Opinião
Inabilidade política
Lendo-se o parecer técnico de departamento de Planeamento e Reabilitação Urbana da Câmara, percebe-se que falta um estudo aprofundado que permita antecipar as consequências das propostas.
O vereador Lino Pereira teve uma semana para esquecer. Depois de “crucificado” na imprensa e nas redes sociais pelo abate de quatro dezenas de laranjeiras no Largo Candido dos Reis (Terreiro), viu-se a perder o pé no mar de críticas que inundou apresentação pública das propostas do plano de mobilidade de Leiria.
Mais uma vez, mostrou alguma inabilidade política, bem patente na forma como tem comunicado as decisões dos seus pelouros e na precipitação com que aborda alguns assuntos.
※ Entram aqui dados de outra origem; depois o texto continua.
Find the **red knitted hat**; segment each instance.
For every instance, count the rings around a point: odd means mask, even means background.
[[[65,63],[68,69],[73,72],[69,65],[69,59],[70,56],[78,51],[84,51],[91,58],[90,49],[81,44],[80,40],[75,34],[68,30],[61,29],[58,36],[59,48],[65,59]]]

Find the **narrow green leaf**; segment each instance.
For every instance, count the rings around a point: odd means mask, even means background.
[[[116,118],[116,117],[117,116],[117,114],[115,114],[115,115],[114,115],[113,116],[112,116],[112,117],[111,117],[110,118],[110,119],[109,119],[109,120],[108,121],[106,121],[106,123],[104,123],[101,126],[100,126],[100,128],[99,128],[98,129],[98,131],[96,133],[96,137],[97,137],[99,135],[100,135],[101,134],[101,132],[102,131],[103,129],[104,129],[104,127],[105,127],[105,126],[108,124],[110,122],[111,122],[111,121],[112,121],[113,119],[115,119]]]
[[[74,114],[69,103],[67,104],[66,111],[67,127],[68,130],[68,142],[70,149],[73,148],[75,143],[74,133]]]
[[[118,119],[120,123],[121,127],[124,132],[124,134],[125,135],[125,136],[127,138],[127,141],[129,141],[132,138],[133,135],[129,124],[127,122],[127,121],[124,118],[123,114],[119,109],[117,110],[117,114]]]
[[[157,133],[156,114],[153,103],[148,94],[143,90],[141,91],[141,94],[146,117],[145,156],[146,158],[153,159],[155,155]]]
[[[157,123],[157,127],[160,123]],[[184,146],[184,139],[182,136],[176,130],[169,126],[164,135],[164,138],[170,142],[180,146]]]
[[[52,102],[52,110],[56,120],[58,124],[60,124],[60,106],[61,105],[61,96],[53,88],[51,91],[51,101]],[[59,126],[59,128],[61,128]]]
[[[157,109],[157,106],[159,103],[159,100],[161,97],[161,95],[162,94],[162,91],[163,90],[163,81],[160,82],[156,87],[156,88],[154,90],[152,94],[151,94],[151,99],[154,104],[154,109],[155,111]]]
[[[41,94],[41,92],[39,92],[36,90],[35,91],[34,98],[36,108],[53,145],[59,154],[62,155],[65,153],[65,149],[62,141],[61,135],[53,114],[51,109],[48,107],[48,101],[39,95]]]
A polémica começou, no entanto, bem antes da iniciativa promovida pela Câmara, onde um auditório lotado fazia antever que a cidade não está disposta a passar um cheque em branco nesta questão, eventualmente ainda traumatizada com as experiências do estádio e do Centro Cívico, entre outras.
Era sabido que o parecer dos técnicos da Câmara às propostas era negativo em diversas questões, para não dizer arrasador, o que fragilizou de antemão a apresentação pública. Face a esse parecer, Lino Pereira, com a equipa que a autarquia contratou, deveria ter reflectido e repensado as propostas antes de as apresentar, evitando, assim, a polémica e a contestação que já se geraram à volta desta questão tão sensível para o futuro da cidade e para a qualidade de vida de quem a habita e frequenta.
Sem colocar minimamente em questão a necessidade de se repensar a mobilidade no centro da cidade, visto que Leiria é, nessa matéria, uma cidade ultrapassada e com problemas vários, a verdade é que o processo parece ter sido tratado com uma ligeireza pouco coadunante com a sua importância e impactos futuros.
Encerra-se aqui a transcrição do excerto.